Hamster laufen in freier Wildbahn oft kilometerweit, um Futter zu finden. Im Käfig dagegen ist der Auslauf sehr begrenzt. Um dem Tier dennoch Gelegenheit zum Rennen zu geben, bekommen viele Hamster ein Laufrad, das sie auch eifrig benutzen.

      Tipps:
Auch Hamster, die in einem Käfig leben, der größer als ein Quadratmeter ist und viel Abwechslung bietet, sollten ein Laufrad haben. Die einzige Alternative ist regelmäßiger Auslauf im Zimmer.

 

      Zu kleine Laufräder können zur Verkrümmung der Wirbelsäule führen.

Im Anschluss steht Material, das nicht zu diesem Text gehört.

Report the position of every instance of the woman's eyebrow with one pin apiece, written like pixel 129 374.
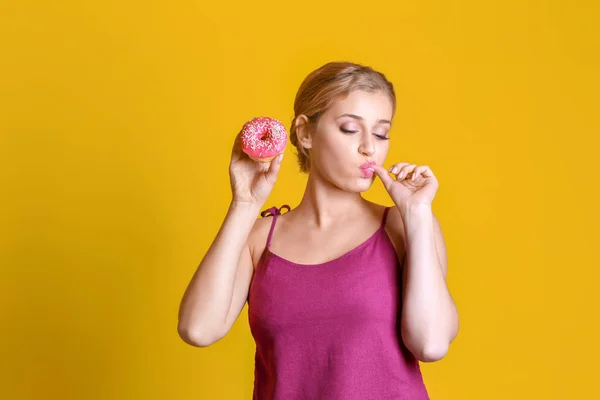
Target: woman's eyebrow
pixel 359 118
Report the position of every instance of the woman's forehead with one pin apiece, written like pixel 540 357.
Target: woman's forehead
pixel 369 106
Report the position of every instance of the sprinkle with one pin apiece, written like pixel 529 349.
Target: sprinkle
pixel 264 136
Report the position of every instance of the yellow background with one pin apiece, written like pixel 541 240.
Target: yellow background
pixel 116 122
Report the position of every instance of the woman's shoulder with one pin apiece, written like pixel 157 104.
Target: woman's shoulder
pixel 258 236
pixel 394 226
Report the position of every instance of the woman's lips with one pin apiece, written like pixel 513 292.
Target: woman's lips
pixel 367 164
pixel 366 169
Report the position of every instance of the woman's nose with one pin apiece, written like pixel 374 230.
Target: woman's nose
pixel 367 147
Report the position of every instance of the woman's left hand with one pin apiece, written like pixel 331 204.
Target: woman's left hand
pixel 414 185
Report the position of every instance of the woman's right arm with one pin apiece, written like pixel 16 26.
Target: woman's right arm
pixel 219 287
pixel 211 302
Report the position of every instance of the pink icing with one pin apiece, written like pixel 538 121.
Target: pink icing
pixel 263 137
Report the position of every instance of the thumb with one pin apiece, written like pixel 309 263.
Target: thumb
pixel 384 175
pixel 271 174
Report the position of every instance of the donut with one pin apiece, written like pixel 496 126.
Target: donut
pixel 263 138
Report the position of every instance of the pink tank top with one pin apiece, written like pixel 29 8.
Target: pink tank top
pixel 331 331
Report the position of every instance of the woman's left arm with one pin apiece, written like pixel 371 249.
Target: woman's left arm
pixel 429 316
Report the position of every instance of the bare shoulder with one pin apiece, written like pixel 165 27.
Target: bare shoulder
pixel 394 227
pixel 257 239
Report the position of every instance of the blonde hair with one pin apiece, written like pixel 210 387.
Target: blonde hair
pixel 327 84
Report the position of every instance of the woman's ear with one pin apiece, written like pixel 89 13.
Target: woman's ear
pixel 303 131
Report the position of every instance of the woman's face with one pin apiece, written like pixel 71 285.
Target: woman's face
pixel 354 131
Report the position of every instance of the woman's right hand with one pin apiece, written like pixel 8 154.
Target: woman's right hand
pixel 251 181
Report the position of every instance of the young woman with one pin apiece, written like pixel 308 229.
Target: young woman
pixel 345 296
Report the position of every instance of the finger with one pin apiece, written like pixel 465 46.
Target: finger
pixel 383 174
pixel 422 170
pixel 406 171
pixel 274 167
pixel 236 150
pixel 395 169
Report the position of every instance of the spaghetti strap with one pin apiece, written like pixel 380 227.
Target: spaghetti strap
pixel 384 216
pixel 274 212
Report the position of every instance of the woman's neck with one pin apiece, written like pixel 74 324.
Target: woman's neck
pixel 324 204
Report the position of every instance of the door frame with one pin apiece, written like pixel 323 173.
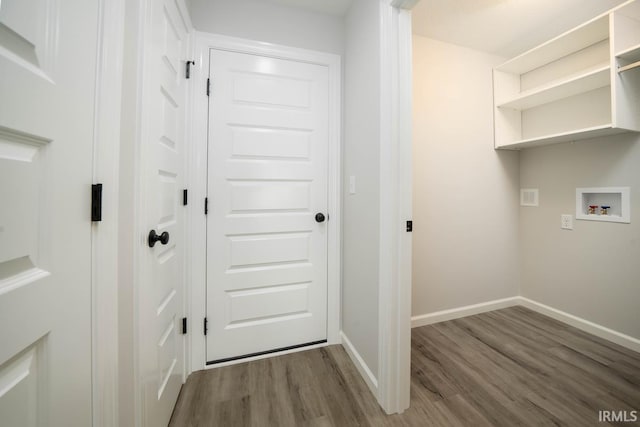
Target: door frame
pixel 105 256
pixel 394 333
pixel 197 182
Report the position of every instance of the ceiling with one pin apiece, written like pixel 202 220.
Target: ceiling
pixel 331 7
pixel 502 27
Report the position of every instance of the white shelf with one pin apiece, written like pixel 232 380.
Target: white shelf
pixel 573 135
pixel 572 41
pixel 631 54
pixel 559 89
pixel 582 84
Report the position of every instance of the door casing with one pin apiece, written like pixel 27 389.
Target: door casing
pixel 197 181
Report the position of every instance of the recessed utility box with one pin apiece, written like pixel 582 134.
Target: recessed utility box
pixel 610 204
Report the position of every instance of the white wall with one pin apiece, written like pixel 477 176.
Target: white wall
pixel 592 272
pixel 268 22
pixel 361 214
pixel 465 194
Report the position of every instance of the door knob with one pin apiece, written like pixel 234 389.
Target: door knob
pixel 162 238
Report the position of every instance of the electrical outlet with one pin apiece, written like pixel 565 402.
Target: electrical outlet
pixel 566 222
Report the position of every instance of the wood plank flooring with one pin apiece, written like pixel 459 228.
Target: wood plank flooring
pixel 510 367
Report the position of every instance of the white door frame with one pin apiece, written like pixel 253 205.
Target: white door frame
pixel 394 334
pixel 197 179
pixel 104 235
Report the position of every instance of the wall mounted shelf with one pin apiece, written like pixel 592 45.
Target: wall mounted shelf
pixel 572 87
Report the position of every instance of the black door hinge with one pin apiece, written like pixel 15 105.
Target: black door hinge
pixel 96 202
pixel 187 72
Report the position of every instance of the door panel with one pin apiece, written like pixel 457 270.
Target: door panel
pixel 162 273
pixel 47 64
pixel 267 257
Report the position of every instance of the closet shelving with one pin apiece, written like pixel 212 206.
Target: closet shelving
pixel 582 84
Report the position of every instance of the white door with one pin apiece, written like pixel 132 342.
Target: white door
pixel 266 253
pixel 47 85
pixel 161 293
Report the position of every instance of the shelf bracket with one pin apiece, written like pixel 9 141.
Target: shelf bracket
pixel 629 67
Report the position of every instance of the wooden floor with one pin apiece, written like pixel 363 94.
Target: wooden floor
pixel 510 367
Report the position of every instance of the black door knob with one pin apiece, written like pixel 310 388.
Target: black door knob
pixel 162 238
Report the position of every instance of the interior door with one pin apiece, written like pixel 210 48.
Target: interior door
pixel 267 219
pixel 47 85
pixel 162 281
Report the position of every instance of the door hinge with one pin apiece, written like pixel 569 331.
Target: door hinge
pixel 96 202
pixel 187 72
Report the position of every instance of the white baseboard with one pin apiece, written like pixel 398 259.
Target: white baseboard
pixel 360 364
pixel 583 324
pixel 456 313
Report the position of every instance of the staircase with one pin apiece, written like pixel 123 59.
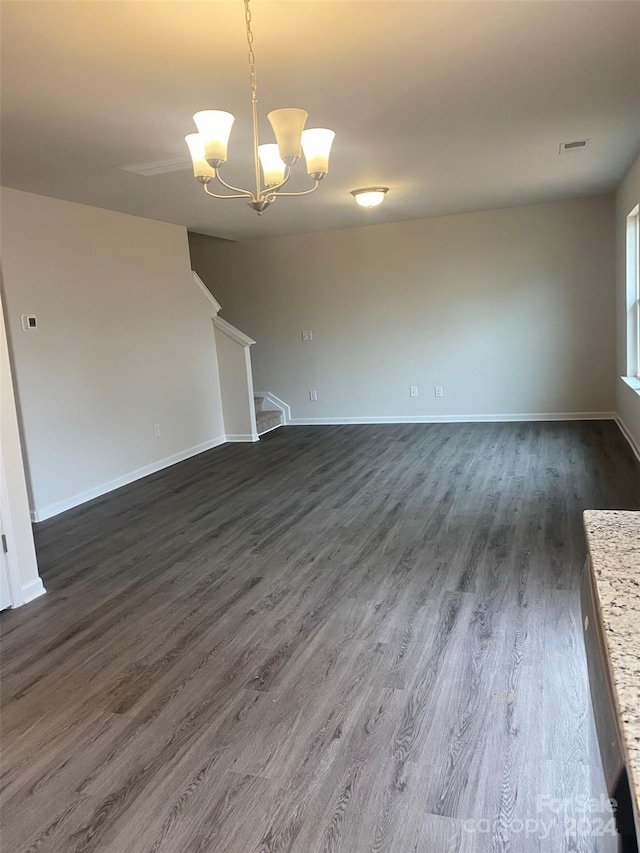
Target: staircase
pixel 266 419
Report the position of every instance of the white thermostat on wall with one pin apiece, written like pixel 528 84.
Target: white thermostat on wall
pixel 29 322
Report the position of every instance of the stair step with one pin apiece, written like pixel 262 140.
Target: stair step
pixel 267 420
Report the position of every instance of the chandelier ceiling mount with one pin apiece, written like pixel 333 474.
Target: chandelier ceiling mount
pixel 208 147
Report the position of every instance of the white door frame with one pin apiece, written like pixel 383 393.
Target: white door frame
pixel 15 588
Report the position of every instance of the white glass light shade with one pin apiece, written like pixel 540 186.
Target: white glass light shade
pixel 201 169
pixel 288 125
pixel 316 144
pixel 215 127
pixel 370 196
pixel 273 168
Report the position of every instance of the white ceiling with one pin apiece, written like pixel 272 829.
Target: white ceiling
pixel 455 106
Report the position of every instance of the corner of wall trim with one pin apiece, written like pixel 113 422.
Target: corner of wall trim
pixel 630 439
pixel 32 590
pixel 243 437
pixel 69 503
pixel 206 292
pixel 235 334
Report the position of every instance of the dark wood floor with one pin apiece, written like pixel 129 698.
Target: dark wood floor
pixel 357 638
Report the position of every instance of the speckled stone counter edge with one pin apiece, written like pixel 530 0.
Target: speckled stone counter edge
pixel 613 539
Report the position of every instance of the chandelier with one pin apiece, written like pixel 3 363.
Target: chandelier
pixel 208 147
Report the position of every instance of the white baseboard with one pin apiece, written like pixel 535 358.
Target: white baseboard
pixel 249 436
pixel 628 436
pixel 454 419
pixel 62 506
pixel 32 590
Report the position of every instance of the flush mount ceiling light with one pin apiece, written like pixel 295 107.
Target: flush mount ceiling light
pixel 208 147
pixel 370 196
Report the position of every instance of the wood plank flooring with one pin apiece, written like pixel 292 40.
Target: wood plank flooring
pixel 351 639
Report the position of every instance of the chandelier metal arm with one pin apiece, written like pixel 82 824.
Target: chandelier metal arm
pixel 271 190
pixel 242 194
pixel 208 147
pixel 302 192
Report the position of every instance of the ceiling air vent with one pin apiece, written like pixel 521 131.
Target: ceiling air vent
pixel 576 145
pixel 159 167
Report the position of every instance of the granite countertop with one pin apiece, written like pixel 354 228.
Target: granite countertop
pixel 613 538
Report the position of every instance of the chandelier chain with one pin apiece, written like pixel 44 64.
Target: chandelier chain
pixel 252 58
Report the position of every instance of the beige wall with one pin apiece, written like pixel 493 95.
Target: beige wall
pixel 25 582
pixel 628 403
pixel 124 341
pixel 511 311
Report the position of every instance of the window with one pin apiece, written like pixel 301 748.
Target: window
pixel 633 297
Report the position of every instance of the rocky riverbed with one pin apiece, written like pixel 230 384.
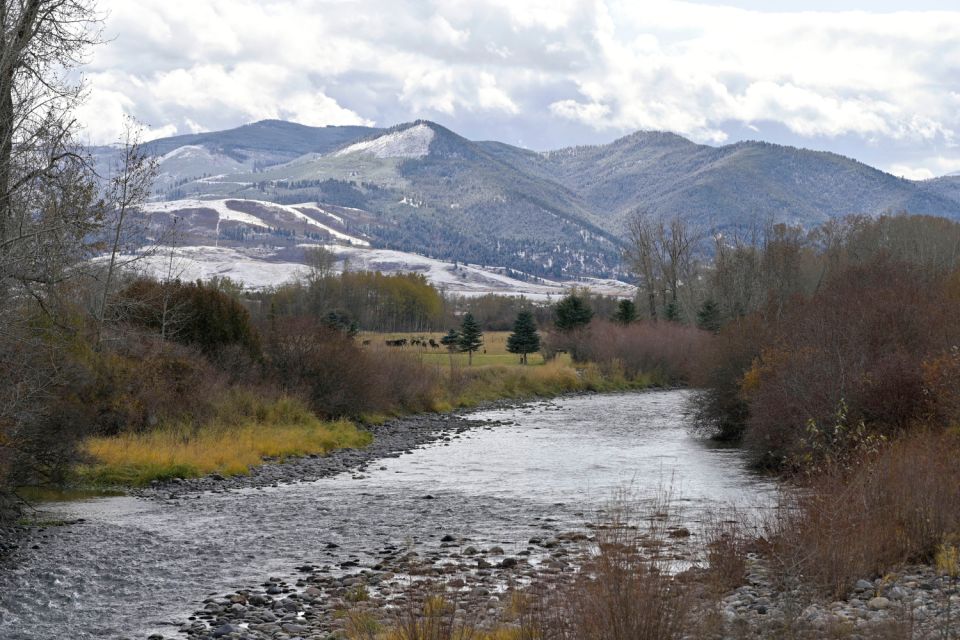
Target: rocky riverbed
pixel 387 524
pixel 912 602
pixel 391 439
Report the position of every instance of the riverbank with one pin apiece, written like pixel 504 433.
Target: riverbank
pixel 389 439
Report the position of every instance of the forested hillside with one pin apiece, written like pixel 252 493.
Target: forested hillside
pixel 421 188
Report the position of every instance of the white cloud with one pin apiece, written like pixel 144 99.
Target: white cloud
pixel 911 173
pixel 601 66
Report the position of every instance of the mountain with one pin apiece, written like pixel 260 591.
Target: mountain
pixel 734 185
pixel 420 188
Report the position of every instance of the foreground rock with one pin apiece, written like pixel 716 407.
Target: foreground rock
pixel 914 602
pixel 478 585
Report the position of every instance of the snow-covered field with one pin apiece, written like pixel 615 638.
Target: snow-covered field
pixel 259 268
pixel 278 212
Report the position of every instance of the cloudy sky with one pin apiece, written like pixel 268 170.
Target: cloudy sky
pixel 877 80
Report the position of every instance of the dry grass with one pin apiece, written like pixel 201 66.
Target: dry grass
pixel 899 505
pixel 434 618
pixel 493 352
pixel 237 440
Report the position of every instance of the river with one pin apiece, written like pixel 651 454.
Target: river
pixel 134 566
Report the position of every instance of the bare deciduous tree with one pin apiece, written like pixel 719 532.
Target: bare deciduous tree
pixel 663 253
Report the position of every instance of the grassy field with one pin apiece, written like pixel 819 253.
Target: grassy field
pixel 493 352
pixel 247 428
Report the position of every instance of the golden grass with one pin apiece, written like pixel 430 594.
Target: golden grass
pixel 493 352
pixel 469 386
pixel 276 429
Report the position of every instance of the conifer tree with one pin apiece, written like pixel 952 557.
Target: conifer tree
pixel 471 338
pixel 451 342
pixel 524 339
pixel 708 317
pixel 573 312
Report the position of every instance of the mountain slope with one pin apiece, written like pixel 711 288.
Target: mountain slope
pixel 431 191
pixel 734 185
pixel 421 188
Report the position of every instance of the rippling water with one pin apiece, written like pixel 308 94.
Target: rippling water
pixel 137 566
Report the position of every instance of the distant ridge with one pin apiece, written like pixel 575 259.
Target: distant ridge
pixel 420 187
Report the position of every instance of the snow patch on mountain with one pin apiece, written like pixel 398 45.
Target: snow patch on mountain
pixel 264 267
pixel 413 142
pixel 220 206
pixel 225 212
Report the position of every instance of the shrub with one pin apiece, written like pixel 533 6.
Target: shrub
pixel 720 407
pixel 664 350
pixel 338 378
pixel 899 505
pixel 195 314
pixel 626 591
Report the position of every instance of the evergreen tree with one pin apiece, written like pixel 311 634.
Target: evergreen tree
pixel 524 338
pixel 573 312
pixel 626 312
pixel 708 317
pixel 451 342
pixel 470 338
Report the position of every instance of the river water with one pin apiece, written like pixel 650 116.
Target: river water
pixel 136 566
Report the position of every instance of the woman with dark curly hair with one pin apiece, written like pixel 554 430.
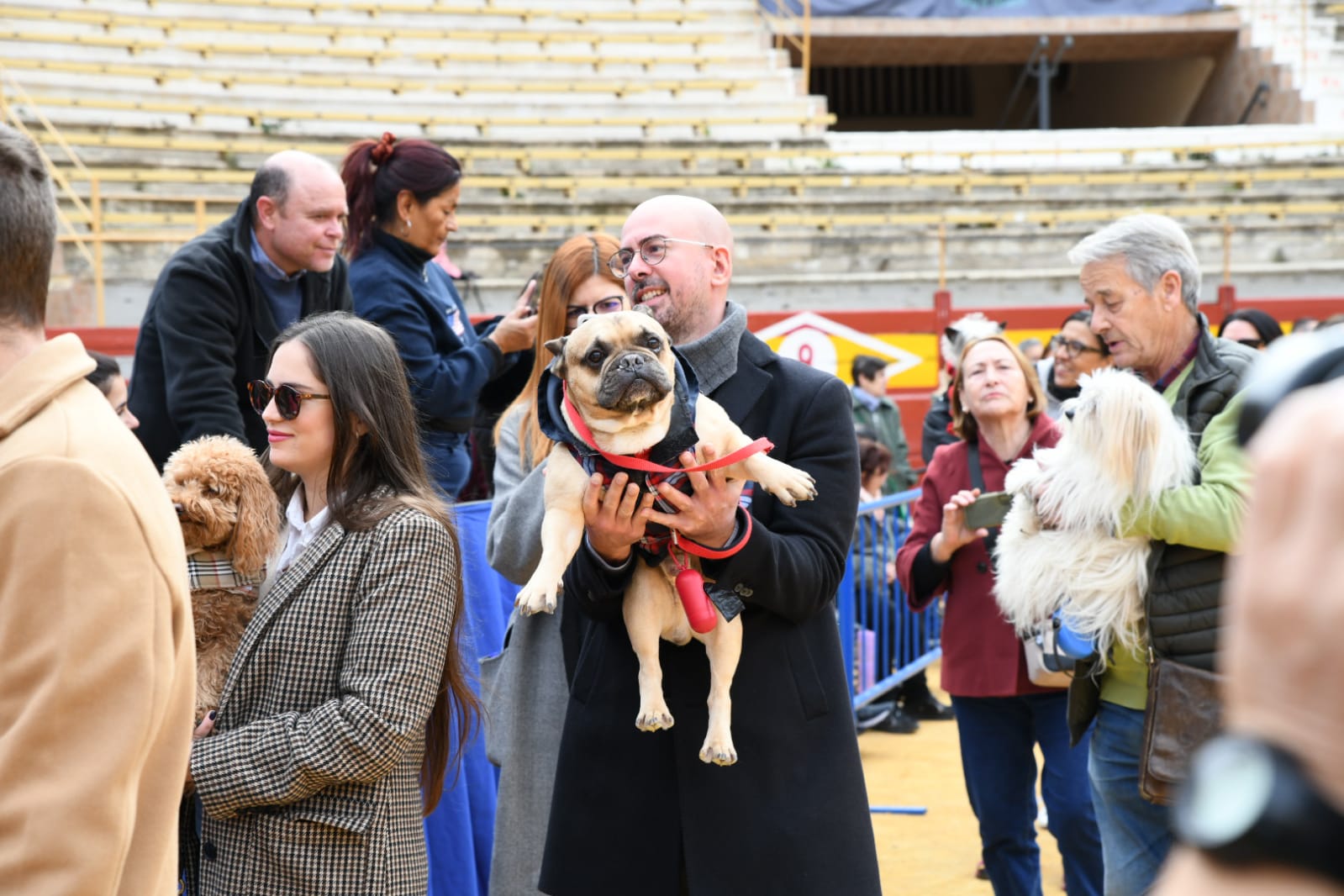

Lieber laufen die Hamster in Rädern, die mindestens einen Durchmesser von 17,5 Zentimetern aufweisen. Für Goldhamster sollte das Laufrad eine Größe von 23 Zentimeter Durchmesser besitzen.

      

      Um Verletzungen zu vermeiden, muss die Einstiegsseite ganz offen, die andere Seite geschlossen sein. Auch für die Luftzufuhr ist dies von Vorteil:

      

      Durch das schnelle Laufen verbraucht das Tier viel Sauerstoff, so dass es in geschlossenen Systemen sehr stickig werden kann. Gefährlich sind Hamsterräder mit Streben, weil sich die Füßchen darin verfangen könnten. Oft bleiben Hamster mit ihren Gliedmaßen in den Trittleisten des Rades hängen. Die Folge: Brüche oder Verrenkungen. Besser sind eine geschlossene Lauffläche oder Lochbleche mit sehr kleinen Löchern.

 

        Räder, die aufgestellt werden, bergen Unfallrisiken, besser sind Räder, die an die Käfigseite gehängt werden.